Example for 32K input scenario:
- Pre-seed: 128 requests with 25600 (32K × 0.8) input tokens + 1 output token
- Test: 128 requests with 32000 input tokens + 1000 output tokens

This procedure ensures the prefix portion (80% of input) is cached before measuring performance, simulating real-world prefix reuse scenarios.

### Test Commands

```bash
# Step 1: Pre-seed KV cache (25600 = 32000 * 0.8)
vllm bench serve \
    --backend vllm \
    --model /models/GLM-5.1-w4a8 \
    --host 192.168.10.1 \
    --port 7850 \
    --seed 123456 \
    --dataset-name random \
    --num-prompts 128 \
    --random-input-len 25600 \
    --random-output-len 1 \
    --request-rate inf \
    --ignore-eos

# Step 2: Run performance test
vllm bench serve \
    --backend vllm \
    --model /models/GLM-5.1-w4a8 \
    --host 192.168.10.1 \
    --port 7850 \
    --seed 123456 \
    --dataset-name random \
    --num-prompts 128 \
    --random-input-len 32000 \
    --random-output-len 1000 \
    --request-rate inf \
    --ignore-eos
```

### Test Scenarios

| Scenario | Description |
|----------|-------------|
| **Recalculation** | Baseline without UCM, HBM prefix cache disabled (full recomputation) |
| **HBM PC** | Without UCM, HBM prefix cache enabled |
| **UCM PC** | With UCM prefix cache enabled |

### Performance Results

<table>
  <thead>
    <tr>
      <th rowspan="2">Input Length</th>
      <th rowspan="2">Output Length</th>
      <th colspan="3">Recalculation</th>
      <th colspan="3">HBM PC</th>
      <th colspan="3">UCM PC</th>
    </tr>
    <tr>
      <th>TTFT (ms)</th>
      <th>TPOT (ms)</th>
      <th>E2EL (ms)</th>
      <th>TTFT (ms)</th>
      <th>TPOT (ms)</th>
      <th>E2EL (ms)</th>
      <th>TTFT (ms)</th>
      <th>TPOT (ms)</th>
      <th>E2EL (ms)</th>
    </tr>
  </thead>
  <tbody>
    <tr>
      <td><strong>32K</strong></td>
      <td><strong>1K</strong></td>
      <td>140730</td>
      <td>64</td>
      <td>173820</td>
      <td>108879</td>
      <td>65</td>
      <td>142228</td>
      <td>51861</td>
      <td>66</td>
      <td>85615</td>
    </tr>
    <tr>
      <td><strong>64K</strong></td>
      <td><strong>1K</strong></td>
      <td>181864</td>
      <td>64</td>
      <td>214988</td>
      <td>144444</td>
      <td>65</td>
      <td>177561</td>
      <td>69718</td>
      <td>66</td>
      <td>103752</td>
    </tr>
    <tr>
      <td><strong>128K</strong></td>
      <td><strong>1K</strong></td>
      <td>268016</td>
      <td>65</td>
      <td>301648</td>
      <td>267680</td>
      <td>65</td>
      <td>301135</td>
      <td>105083</td>
      <td>66</td>
      <td>138946</td>
    </tr>
  </tbody>
</table>

> **Note**: Due to data parallelism, requests during the test phase may not be routed to the same DP process that was used for KV cache pre-seeding.
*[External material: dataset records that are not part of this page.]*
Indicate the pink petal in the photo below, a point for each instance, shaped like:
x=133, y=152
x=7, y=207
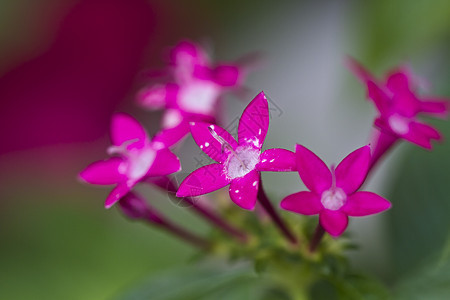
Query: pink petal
x=124, y=128
x=365, y=203
x=244, y=190
x=165, y=163
x=436, y=107
x=171, y=136
x=305, y=203
x=203, y=180
x=352, y=170
x=379, y=97
x=209, y=143
x=359, y=71
x=334, y=222
x=158, y=96
x=425, y=129
x=227, y=75
x=312, y=170
x=277, y=160
x=117, y=193
x=254, y=122
x=103, y=172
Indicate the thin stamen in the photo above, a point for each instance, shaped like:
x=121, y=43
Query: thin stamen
x=227, y=145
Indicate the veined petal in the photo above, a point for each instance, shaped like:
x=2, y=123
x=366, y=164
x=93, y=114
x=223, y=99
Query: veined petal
x=244, y=190
x=435, y=107
x=165, y=163
x=215, y=145
x=334, y=222
x=277, y=160
x=305, y=203
x=103, y=172
x=171, y=136
x=312, y=170
x=117, y=193
x=365, y=203
x=352, y=170
x=203, y=180
x=254, y=122
x=125, y=128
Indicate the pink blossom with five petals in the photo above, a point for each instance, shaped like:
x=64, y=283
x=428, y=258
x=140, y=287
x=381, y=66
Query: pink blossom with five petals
x=239, y=163
x=398, y=105
x=193, y=93
x=334, y=193
x=137, y=158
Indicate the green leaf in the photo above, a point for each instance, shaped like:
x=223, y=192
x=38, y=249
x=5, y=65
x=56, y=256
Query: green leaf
x=200, y=281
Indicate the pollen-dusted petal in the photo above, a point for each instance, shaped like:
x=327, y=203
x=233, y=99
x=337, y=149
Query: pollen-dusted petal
x=125, y=128
x=435, y=107
x=244, y=190
x=277, y=160
x=352, y=171
x=117, y=193
x=172, y=136
x=334, y=222
x=254, y=122
x=103, y=172
x=365, y=203
x=213, y=140
x=312, y=170
x=203, y=180
x=305, y=203
x=165, y=163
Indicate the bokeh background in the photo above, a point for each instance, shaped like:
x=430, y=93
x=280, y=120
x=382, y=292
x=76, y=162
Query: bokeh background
x=66, y=66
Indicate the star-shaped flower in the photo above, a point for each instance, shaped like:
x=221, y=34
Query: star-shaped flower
x=398, y=105
x=334, y=193
x=239, y=163
x=193, y=92
x=137, y=158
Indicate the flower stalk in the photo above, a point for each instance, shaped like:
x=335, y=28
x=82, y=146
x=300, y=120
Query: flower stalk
x=267, y=205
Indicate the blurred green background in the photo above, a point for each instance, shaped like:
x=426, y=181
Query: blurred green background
x=57, y=241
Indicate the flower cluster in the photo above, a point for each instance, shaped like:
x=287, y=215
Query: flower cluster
x=190, y=99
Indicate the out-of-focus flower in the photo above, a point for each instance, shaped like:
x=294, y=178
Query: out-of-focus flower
x=398, y=105
x=193, y=91
x=333, y=194
x=137, y=158
x=239, y=163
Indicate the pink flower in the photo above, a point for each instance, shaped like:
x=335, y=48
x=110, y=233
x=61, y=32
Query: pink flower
x=137, y=158
x=398, y=105
x=192, y=94
x=333, y=194
x=239, y=163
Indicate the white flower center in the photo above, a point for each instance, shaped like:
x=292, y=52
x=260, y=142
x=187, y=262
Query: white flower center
x=198, y=97
x=139, y=162
x=333, y=199
x=399, y=124
x=241, y=161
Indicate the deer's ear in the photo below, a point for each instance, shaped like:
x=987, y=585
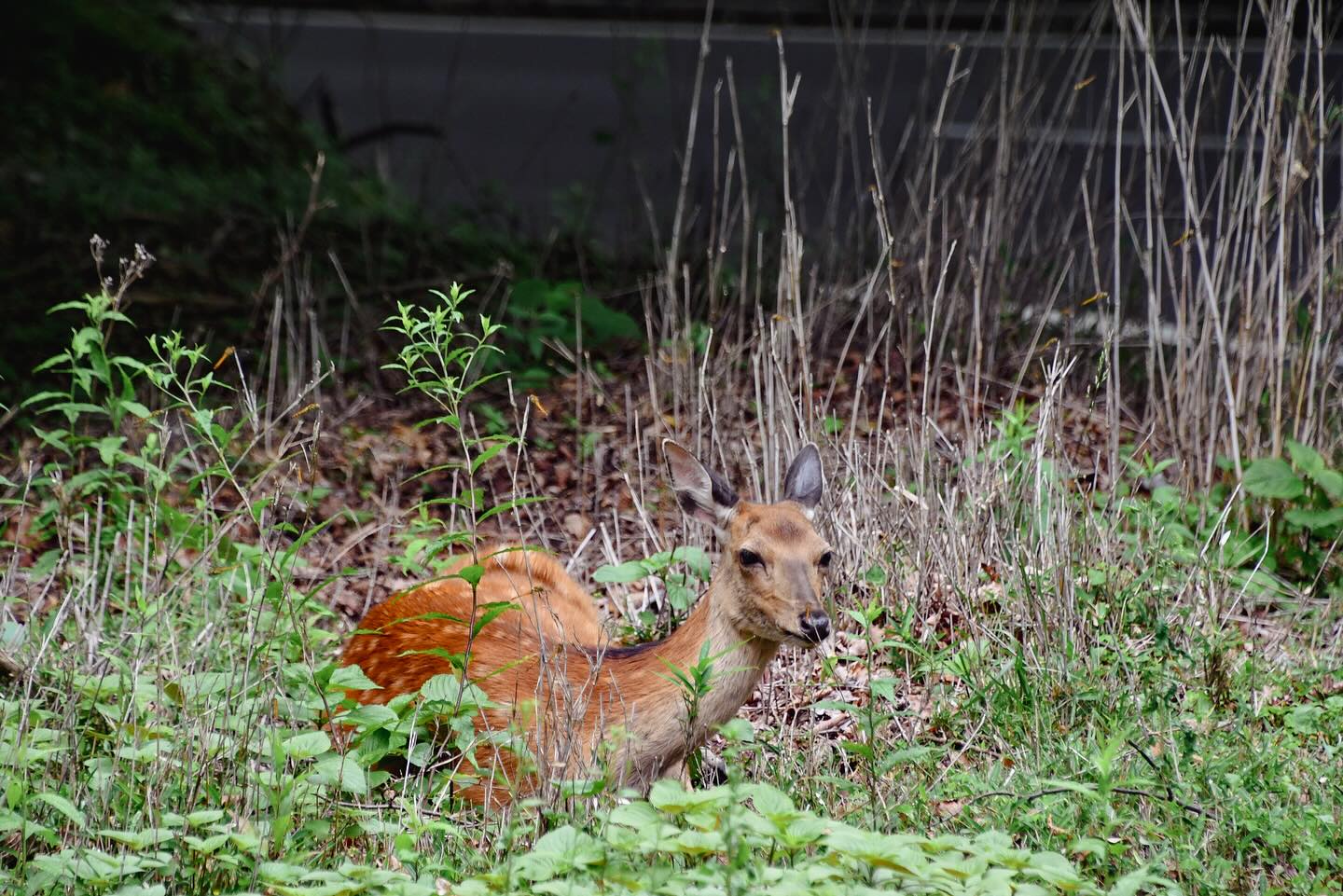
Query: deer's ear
x=699, y=492
x=803, y=481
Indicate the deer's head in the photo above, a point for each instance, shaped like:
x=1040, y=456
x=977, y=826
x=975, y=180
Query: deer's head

As a result, HBM PC achieves an actual cache hit rate lower than the intended 0.8. UCM addresses this limitation by storing all KV cache in shared external storage, ensuring that requests can hit cached data regardless of which DP process handles them. This guarantees a true cache hit rate equal to the pre-seeding ratio of 0.8, significantly reducing TTFT compared to HBM PC. The improved TTFT effectively increases Prefill instance throughput, thereby boosting the overall system throughput.